頭の中に電気ショックが走ったようだった。理論や理屈とはまるで無関係な、絶対的な確信。もっとはるかに原初的なもの。純粋に動物的な本能のひらめき。
“きみはぼくと同類だ”
「復讐の子」パトリック・レドモンド(高山祥子訳)新潮文庫
偏狭な考えの残る狭い町で、ロニー・シドニーは私生児として育った。冷たく意地悪なヴェラおばさんに、母のアンナがこき使われるのを眺めながら。それでも、彼は才能に恵まれた美しい少年へと育った。「ロニー・サンシャイン」。それがアンナが彼を呼ぶときの名前であり、アンナとロニーはふたりだけの世界で時間を過ごしていた。しかしロニーをさらに上の学校にやるために、アンナはロニーと別れて遠い町で家政婦として働くことになる。遠い町の母親と文通し、母からの愛を全身に受けてのびのびと育ったように見えたロニーだが、彼には母にも隠している大きな秘密があった。

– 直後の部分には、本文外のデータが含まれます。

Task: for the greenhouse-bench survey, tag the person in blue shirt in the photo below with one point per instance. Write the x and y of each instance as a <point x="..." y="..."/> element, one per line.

一方、スーザン・ラムジーは恵まれた家庭に生まれた勝気な少女だった。不正を許さず、神経衰弱になった母親を守るべく強くあろうとしたスーザンは、父親から「スージー・スパークル」と呼ばれている。父にとって、スーザンはいつでも星のように輝く少女であったのだ。しかし、その父が突然病死してしまった。残されたふたりを支えてくれた弁護士、アンドリューと母の再婚によって、スーザンの生活は一変する。表面的には優しく紳士的なアンドリューは、スーザンへの性的虐待を繰り返す悪魔のような男だった。

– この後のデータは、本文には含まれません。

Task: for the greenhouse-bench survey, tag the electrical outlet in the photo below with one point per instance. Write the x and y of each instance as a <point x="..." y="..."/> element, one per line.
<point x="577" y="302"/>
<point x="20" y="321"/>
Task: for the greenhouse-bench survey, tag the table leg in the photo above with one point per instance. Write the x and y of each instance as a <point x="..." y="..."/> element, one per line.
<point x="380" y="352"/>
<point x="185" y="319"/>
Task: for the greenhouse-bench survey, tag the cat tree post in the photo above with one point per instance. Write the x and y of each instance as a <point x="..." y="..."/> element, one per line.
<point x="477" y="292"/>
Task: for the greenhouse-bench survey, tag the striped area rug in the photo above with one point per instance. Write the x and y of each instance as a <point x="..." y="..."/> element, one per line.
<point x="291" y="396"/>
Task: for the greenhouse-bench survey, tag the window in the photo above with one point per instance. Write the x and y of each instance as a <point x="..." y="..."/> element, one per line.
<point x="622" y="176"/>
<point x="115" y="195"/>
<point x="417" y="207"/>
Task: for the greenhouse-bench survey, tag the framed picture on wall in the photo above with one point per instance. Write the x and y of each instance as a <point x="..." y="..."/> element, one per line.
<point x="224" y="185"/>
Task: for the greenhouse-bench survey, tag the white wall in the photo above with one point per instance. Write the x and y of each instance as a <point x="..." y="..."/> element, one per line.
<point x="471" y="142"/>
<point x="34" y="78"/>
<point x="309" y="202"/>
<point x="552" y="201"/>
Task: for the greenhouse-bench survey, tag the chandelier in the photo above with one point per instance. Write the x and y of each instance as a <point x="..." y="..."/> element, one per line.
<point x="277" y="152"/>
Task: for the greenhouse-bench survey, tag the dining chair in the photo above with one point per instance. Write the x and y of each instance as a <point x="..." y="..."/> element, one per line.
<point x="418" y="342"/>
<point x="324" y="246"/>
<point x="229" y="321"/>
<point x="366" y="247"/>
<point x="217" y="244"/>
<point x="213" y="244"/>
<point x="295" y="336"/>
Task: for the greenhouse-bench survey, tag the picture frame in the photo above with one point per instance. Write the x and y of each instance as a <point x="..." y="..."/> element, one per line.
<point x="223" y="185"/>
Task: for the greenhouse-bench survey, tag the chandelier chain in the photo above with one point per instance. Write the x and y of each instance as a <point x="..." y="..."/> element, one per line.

数年がすぎ、アンナの再婚によってスーザンの通う学校へと転校してきたロニーがスーザンと出会う。美しい少年と美しい少女の出会い。虐げられ、苦痛に反抗しようとしている少女と、苦痛をなくす術を知っている少年との出会い。ふたりはアンドリュー殺害の計画を立て始める。

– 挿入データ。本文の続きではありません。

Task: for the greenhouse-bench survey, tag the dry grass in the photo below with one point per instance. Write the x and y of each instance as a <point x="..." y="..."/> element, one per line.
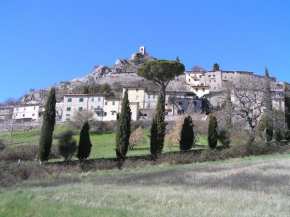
<point x="259" y="188"/>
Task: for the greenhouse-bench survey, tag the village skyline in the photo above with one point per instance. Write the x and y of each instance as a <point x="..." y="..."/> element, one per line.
<point x="65" y="41"/>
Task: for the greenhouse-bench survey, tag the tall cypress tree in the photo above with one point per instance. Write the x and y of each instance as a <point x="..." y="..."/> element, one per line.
<point x="158" y="127"/>
<point x="123" y="128"/>
<point x="212" y="133"/>
<point x="287" y="106"/>
<point x="186" y="135"/>
<point x="269" y="108"/>
<point x="85" y="145"/>
<point x="47" y="127"/>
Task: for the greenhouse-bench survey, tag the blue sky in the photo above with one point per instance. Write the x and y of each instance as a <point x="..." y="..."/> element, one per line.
<point x="48" y="41"/>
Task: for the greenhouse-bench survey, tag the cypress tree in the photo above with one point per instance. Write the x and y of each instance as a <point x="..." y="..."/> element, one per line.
<point x="186" y="135"/>
<point x="158" y="127"/>
<point x="269" y="108"/>
<point x="287" y="107"/>
<point x="47" y="127"/>
<point x="123" y="128"/>
<point x="85" y="145"/>
<point x="153" y="138"/>
<point x="212" y="133"/>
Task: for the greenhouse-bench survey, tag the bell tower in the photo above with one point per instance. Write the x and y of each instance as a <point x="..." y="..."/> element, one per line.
<point x="142" y="50"/>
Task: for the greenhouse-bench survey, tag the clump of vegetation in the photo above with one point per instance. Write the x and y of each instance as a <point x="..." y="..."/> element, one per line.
<point x="186" y="135"/>
<point x="212" y="131"/>
<point x="47" y="127"/>
<point x="136" y="138"/>
<point x="67" y="146"/>
<point x="80" y="117"/>
<point x="85" y="145"/>
<point x="174" y="135"/>
<point x="224" y="137"/>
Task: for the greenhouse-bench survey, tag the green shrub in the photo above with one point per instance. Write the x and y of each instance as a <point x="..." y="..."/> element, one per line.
<point x="212" y="131"/>
<point x="67" y="146"/>
<point x="186" y="135"/>
<point x="85" y="144"/>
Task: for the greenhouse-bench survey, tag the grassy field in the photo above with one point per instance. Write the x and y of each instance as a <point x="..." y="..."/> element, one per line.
<point x="256" y="186"/>
<point x="103" y="143"/>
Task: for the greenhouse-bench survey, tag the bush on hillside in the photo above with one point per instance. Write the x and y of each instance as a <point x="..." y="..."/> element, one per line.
<point x="136" y="138"/>
<point x="67" y="146"/>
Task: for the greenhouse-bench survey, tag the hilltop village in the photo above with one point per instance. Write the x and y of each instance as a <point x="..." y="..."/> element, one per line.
<point x="191" y="92"/>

物語の半ばにくるまで、ロニーとスーザンは出会うことがない。彼らの周囲にいる人々の一部が重なり合っているだけで、生活環境も何もかもまるで違うからだ。そして出会った途端、彼らは惹かれあい、ともに殺害計画を練り、実行し、そこでもう何もかもが終わり、あとはふたりで黙って幸福な生活を過ごすだけ……ではないところが、この物語の要。実際、本当の物語は、実はアンドリュー殺害計画の後に始まるといってもよい。ロニーとスーザンはとてもよく似ているが、まるで違う部分もある。そのことが明らかになる後半部分からのスピードアップぶりが見事。
訳がとっつきづらいと感じられる部分もあるし、最後にたどり着くまでが長い気もしないでもないのだが、とにかく最後の最後のあれよあれよという展開はすごい。